There is an abundance of evidence linking NGF to pain generation and central sensitization evidenced in several animal and human pain studies.75 Expressed in primary sensory neurones, NGF is upregulated in models of chronic pain and in patients with arthritis, pancreatitis, and inflamed bladders, and in turn upregulates many painrelated transmitters and receptors—e.g. substance P, TRPV1, sodium channels, etc.—to enhance pain.75–79 NGF antagonism prevents the onset of allodynia and hyperalgesia in many animal pain models, and, perhaps more importantly, provides relief in established models of inflammatory and neuropathic pain.80 Recently, a humanized monoclonal antibody against NGF (Tanezumab, Pfizer) has proved successful in phase II trials for the treatment of pain related to knee osteoarthritis.

The pathophysiology of chronic pain involves myriad complex nociceptive mechanisms and pathways and therefore has remained difficult to treat, with current therapies lacking sufficient efficacy and/or having intolerable side effects.
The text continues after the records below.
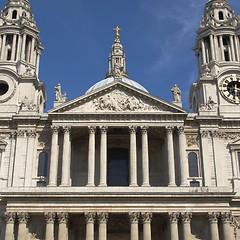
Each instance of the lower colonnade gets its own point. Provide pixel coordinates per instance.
(96, 225)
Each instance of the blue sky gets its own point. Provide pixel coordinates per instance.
(157, 37)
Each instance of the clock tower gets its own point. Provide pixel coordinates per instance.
(217, 91)
(21, 92)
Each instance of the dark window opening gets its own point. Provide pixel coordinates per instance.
(42, 164)
(118, 165)
(3, 88)
(14, 14)
(194, 184)
(220, 15)
(193, 165)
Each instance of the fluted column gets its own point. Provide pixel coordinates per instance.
(10, 220)
(186, 221)
(103, 156)
(23, 46)
(134, 218)
(182, 156)
(50, 219)
(54, 157)
(170, 157)
(145, 156)
(212, 47)
(30, 157)
(32, 56)
(90, 218)
(14, 47)
(66, 161)
(232, 48)
(213, 220)
(147, 218)
(22, 227)
(102, 222)
(62, 227)
(236, 40)
(3, 47)
(227, 229)
(173, 222)
(221, 47)
(133, 156)
(91, 156)
(203, 52)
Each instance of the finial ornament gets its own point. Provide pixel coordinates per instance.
(117, 35)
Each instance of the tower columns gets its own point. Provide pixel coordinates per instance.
(170, 157)
(145, 156)
(91, 156)
(133, 156)
(103, 156)
(3, 46)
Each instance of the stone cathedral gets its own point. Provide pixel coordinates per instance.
(119, 163)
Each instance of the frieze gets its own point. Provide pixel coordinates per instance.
(117, 101)
(192, 140)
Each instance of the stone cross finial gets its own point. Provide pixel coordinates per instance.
(117, 35)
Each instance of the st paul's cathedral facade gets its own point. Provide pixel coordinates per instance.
(118, 163)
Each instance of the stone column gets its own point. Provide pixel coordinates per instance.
(23, 46)
(102, 221)
(227, 229)
(213, 220)
(133, 156)
(221, 47)
(170, 157)
(90, 218)
(54, 157)
(50, 219)
(205, 155)
(145, 156)
(14, 47)
(103, 157)
(91, 157)
(19, 47)
(10, 220)
(182, 156)
(30, 156)
(173, 222)
(66, 160)
(236, 40)
(3, 47)
(147, 218)
(134, 218)
(212, 47)
(62, 226)
(186, 221)
(203, 52)
(22, 227)
(32, 58)
(232, 48)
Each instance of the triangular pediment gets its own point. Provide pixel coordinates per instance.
(117, 97)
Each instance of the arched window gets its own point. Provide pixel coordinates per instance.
(43, 164)
(14, 14)
(220, 15)
(193, 164)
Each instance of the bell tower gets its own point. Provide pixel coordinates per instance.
(20, 50)
(217, 91)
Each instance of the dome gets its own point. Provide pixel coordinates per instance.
(111, 79)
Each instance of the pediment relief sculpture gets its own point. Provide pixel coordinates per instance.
(117, 101)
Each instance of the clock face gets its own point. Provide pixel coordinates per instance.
(230, 88)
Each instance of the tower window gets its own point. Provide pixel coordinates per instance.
(42, 164)
(220, 15)
(193, 164)
(14, 14)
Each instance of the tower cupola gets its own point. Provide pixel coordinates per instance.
(117, 59)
This review provides a snapshot of some of the key molecular targets, i.e. ion channels, TRPV1, monoamines, glia, and neurotrophic factors, that hold the most promise for future chronic pain therapy. Continuing efforts to discover the mechanisms involved in chronic pain will allow the rational development of selective agents, which by virtue of their precise nature of activity should in time generate better analgesics.